La délivrabilité moyenne tourne autour de 98 % selon le DMA. Le B2B, lui, décroche : ce même rapport relève une chute de 96,8 % en 2022 à 92,1 % en 2023. Concrètement, sur 100 000 emails B2B expédiés, près de 8 000 n’arrivent jamais. Votre coût par email délivré dépasse donc mécaniquement votre coût par email envoyé.
Poussez le raisonnement plus loin. Avec un taux d’ouverture moyen de 18 % en France d’après Alliance Digitale, seul un message sur cinq est réellement lu. Le coût d’un contact touché représente alors quatre à cinq fois le coût d’un envoi brut. Une base propre et bien segmentée reste le meilleur levier pour faire baisser ce ratio.
Le bon modèle dépend de votre profil d’envoi. Une petite structure qui adresse rarement une grande liste a tout intérêt à la facturation au volume ou au crédit prépayé. À l’inverse, un e-commerçant qui sollicite souvent une base modérée s’y retrouve mieux au contact, à condition de nettoyer régulièrement ses désabonnés.
Au-delà de 50 000 envois mensuels réguliers, l’abonnement à un routeur professionnel devient presque toujours plus avantageux que le pay-as-you-go, infrastructure et support compris. Pour comparer les offres à volume égal, le plus simple reste de raisonner en coût complet : prix de l’abonnement, IP dédiée incluse ou non, plafonds et frais de dépassement. Notre comparatif des tarifs de routage détaille ces fourchettes par palier de volume.
L’enjeu n’est jamais le prix seul. L’email marketing affiche un retour moyen de 36 à 42 € pour chaque euro investi, selon Litmus et le baromètre Brevo. Un envoi à 0,1 centime qui atterrit en spam coûte finalement plus cher qu’un envoi à 0,5 centime qui convertit.

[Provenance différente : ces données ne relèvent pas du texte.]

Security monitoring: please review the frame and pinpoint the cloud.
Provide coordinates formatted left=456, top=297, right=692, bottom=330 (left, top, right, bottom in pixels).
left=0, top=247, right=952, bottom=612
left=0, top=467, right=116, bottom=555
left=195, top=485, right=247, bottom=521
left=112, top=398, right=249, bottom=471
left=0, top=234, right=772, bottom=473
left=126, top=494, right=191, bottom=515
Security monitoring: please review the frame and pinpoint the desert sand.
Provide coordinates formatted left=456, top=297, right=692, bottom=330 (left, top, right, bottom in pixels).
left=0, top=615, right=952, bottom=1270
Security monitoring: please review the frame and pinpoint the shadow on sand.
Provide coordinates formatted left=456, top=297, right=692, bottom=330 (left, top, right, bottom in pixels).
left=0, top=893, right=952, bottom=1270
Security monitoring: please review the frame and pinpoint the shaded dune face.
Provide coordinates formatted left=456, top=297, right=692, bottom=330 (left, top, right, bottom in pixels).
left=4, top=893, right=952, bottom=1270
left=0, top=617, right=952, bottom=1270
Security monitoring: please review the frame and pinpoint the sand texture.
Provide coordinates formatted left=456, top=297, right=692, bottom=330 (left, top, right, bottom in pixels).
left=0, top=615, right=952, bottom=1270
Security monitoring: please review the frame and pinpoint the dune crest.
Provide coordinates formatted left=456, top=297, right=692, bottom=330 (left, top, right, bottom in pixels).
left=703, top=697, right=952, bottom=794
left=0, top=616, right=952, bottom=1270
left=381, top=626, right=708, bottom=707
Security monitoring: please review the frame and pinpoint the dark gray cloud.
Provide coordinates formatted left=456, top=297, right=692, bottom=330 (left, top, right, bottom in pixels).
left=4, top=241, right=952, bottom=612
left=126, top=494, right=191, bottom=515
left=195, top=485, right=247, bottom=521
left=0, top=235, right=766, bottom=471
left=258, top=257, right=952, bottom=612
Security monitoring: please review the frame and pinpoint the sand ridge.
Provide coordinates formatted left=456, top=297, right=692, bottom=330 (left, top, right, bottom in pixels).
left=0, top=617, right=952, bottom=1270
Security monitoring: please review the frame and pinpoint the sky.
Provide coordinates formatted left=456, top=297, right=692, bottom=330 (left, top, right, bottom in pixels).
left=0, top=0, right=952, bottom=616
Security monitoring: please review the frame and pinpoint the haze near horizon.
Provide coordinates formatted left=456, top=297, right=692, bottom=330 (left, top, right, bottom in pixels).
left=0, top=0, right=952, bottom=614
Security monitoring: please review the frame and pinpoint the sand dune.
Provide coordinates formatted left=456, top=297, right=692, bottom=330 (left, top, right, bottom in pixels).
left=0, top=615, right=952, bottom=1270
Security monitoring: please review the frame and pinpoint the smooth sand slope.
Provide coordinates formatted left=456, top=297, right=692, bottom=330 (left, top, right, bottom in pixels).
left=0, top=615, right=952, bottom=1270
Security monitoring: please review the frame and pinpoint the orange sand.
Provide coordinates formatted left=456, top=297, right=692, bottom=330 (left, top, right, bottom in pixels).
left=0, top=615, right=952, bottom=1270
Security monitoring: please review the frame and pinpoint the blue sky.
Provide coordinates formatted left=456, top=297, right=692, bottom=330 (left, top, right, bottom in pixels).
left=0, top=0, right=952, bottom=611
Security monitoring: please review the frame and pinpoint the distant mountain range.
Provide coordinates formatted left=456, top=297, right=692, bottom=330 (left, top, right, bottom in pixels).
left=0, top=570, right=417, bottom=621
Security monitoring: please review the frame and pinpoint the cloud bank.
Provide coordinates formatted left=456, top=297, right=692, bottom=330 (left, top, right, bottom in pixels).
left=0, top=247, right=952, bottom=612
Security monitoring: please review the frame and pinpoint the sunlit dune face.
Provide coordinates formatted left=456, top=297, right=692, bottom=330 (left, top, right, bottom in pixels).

Le coût unitaire varie d’un centième de centime à plusieurs centimes selon le volume et la solution. Les grandes plateformes marketing facturent autour de 0,1 centime par email expédié, l’infrastructure brute comme Amazon SES descend à 0,01 centime. À faible volume, ce tarif unitaire grimpe nettement.
Au contact si vous envoyez souvent à une base de taille raisonnable, au volume si vous adressez rarement une grande liste. Méfiez-vous du modèle par contact : les désabonnés restent souvent facturés, ce qui peut alourdir la note de 20 à 40 % par rapport au prix annoncé.
Une IP dédiée est une adresse d’envoi réservée à votre seul trafic, ce qui vous donne la main sur votre réputation d’expéditeur. Elle se facture de 15 à 50 $ par mois selon le prestataire. Elle devient vraiment utile au-dessus de quelques centaines de milliers d’envois mensuels.
L’abonnement donne accès à un volume mensuel récurrent avec les fonctionnalités associées, idéal pour des envois réguliers. Les crédits prépayés s’achètent par lots et se consomment librement, sans engagement. Ils conviennent aux campagnes ponctuelles, mais ils expirent parfois et ne se reportent pas toujours d’un mois à l’autre.
Nettoyez votre base pour ne plus payer d’adresses inactives, segmentez pour envoyer moins mais mieux, et choisissez un modèle adapté à votre fréquence réelle d’envoi. Surveiller votre délivrabilité réduit aussi le coût par email délivré, puisque chaque message bloqué reste facturé sans rien vous rapporter.
Oui, plusieurs plateformes proposent un palier gratuit : Mailjet offre 6 000 emails par mois, plafonnés à 200 par jour. Ces formules dépannent pour démarrer ou tester, mais elles excluent souvent l’IP dédiée, le support prioritaire et certaines garanties de délivrabilité utiles en B2B.